Lastly, a vehicle can become airborne upon striking a guardrail with a buried end treatment if the slope to which the end anchor is buried is relatively flat (3:1 or flatter), which may negate the purpose of the guardrail, if the vehicle continues beyond the guardrail and strikes the object the guardrail was protecting. Additionally, an airborne vehicle is likely to collide in a manner that the vehicle was not designed for, increasing the risk of failure in the vehicle's collision safety systems. Guardrail will have some give and deflection upon impact. The amount of deflection depends on many factors of which speed and weight of vehicle, type of guardrail installed, height of rail, length of posts, soil conditions and a number of other factors can all play a role. Guardrail must be installed so that it is not so rigid that the rail will fail upon impact or the posts will snap off at the point where they are embedded within the ground.
Transportation engineers limit the amount of guardrail placed as much as possible, as guardrails should only be placed when the roadside conditions pose a greater threat than the guardrail itself. In fact, in the hierarchy of five roadside safety treatments, shielding with guardrails ranks fourth. Therefore, while guardrails are often added as a retrofit to existing roads, newer roads are designed to minimize roadside obstacles, whether that may include aligning a road on a smoother curve or filling in a ravine which would eliminate the need for guardrail altogether. In addition to new research into end treatments, public awareness among both drivers and engineers has been gradually reducing injuries and fatalities due to guardrails.
There are four general types of guardrail, ranging from weakest and inexpensive to strongest and expensive; cable and wood posts, steel and wood/metal posts, steel box-beam, and concrete barriers. While cheaper guardrail is the weakest, often being destroyed from the impact of a light vehicle, it is inexpensive and quick to repair, so this is frequently used in low-traffic rural areas. On the other hand, concrete barriers can usually withstand direct hits from a larger variety of vehicle types, making them well suited for use on high volume routes such as freeways. While rarely damaged, they would be considerably more expensive and time-consuming to repair. Concrete barriers are frequently installed in the median, being expected to withstand frequent impacts from both sides, while the shoulders of the road often have cheaper guardrail. Although the use of concrete barriers on the right side of highway is becoming a much for frequent occurrence in areas where guardrail may be sustaining frequent impacts and the ability for maintenance repairs may be restricted by the general area or work windows due to high traffic volumes for most of the day.
In cities such as London where pedestrian railings are installed at the sides of roads, many cyclists have died when crushed against them by motor vehicles. In addition railings have been found to increase the chances of injury to pedestrians for a number of reasons including increasing the inattention of both drivers and pedestrians. For these reasons some councils in the United Kingdom have removed pedestrian railings.

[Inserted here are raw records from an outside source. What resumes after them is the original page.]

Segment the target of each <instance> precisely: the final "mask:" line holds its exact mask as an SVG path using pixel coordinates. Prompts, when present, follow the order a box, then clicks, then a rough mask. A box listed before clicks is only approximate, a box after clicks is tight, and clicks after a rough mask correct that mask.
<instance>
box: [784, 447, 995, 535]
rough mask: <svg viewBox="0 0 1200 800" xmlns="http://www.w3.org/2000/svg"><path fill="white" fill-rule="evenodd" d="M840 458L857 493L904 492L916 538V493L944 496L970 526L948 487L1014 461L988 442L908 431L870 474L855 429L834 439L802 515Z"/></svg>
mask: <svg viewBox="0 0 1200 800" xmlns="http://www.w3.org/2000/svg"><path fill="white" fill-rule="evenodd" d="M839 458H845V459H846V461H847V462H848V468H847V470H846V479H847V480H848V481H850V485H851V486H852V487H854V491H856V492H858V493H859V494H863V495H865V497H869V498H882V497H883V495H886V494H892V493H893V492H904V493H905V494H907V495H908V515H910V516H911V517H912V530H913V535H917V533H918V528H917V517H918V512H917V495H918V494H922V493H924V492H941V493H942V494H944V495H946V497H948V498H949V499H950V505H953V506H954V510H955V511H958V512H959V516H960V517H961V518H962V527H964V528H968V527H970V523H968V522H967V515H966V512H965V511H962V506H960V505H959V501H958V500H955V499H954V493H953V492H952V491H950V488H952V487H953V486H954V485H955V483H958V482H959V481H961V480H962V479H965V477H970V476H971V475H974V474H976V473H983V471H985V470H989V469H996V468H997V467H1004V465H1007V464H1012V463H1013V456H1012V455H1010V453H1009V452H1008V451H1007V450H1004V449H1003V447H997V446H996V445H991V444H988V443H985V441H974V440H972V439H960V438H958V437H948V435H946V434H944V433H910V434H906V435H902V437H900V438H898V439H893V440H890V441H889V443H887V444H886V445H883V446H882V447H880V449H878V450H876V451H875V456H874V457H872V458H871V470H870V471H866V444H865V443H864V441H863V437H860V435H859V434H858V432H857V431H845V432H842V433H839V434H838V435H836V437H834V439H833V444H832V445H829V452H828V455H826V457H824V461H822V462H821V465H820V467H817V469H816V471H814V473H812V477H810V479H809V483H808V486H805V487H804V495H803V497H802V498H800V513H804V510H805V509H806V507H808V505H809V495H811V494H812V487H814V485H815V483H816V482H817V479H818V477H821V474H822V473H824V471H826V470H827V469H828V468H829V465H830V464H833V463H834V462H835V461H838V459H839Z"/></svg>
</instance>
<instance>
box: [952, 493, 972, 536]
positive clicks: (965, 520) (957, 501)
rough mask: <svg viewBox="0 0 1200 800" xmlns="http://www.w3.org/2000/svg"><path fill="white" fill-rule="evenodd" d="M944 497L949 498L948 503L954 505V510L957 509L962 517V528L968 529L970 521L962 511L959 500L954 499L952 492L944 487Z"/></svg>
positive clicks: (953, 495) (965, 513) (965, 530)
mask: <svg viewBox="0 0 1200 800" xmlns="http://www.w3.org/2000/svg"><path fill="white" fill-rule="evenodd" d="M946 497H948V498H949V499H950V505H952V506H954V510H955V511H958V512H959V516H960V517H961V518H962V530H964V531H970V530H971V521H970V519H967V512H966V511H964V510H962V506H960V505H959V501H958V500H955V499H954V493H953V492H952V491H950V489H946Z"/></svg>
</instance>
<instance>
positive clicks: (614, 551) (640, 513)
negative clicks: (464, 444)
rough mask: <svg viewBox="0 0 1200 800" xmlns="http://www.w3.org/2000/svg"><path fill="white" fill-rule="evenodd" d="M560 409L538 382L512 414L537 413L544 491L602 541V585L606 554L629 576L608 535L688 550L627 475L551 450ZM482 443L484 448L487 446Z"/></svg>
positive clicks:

This was after London's Royal Borough of Kensington and Chelsea did so and found that the rate of injury to pedestrians decreased three times faster than elsewhere in the city.
Railway trackage has guard rails (aka check rails) to guide wheels through possible catch points on turnouts or diamonds. Similarly, guard rails may be installed inside the innermost running rails on very sharp curves. The other most common usage is to prevent damage to other structures, especially bridges, in a derailment.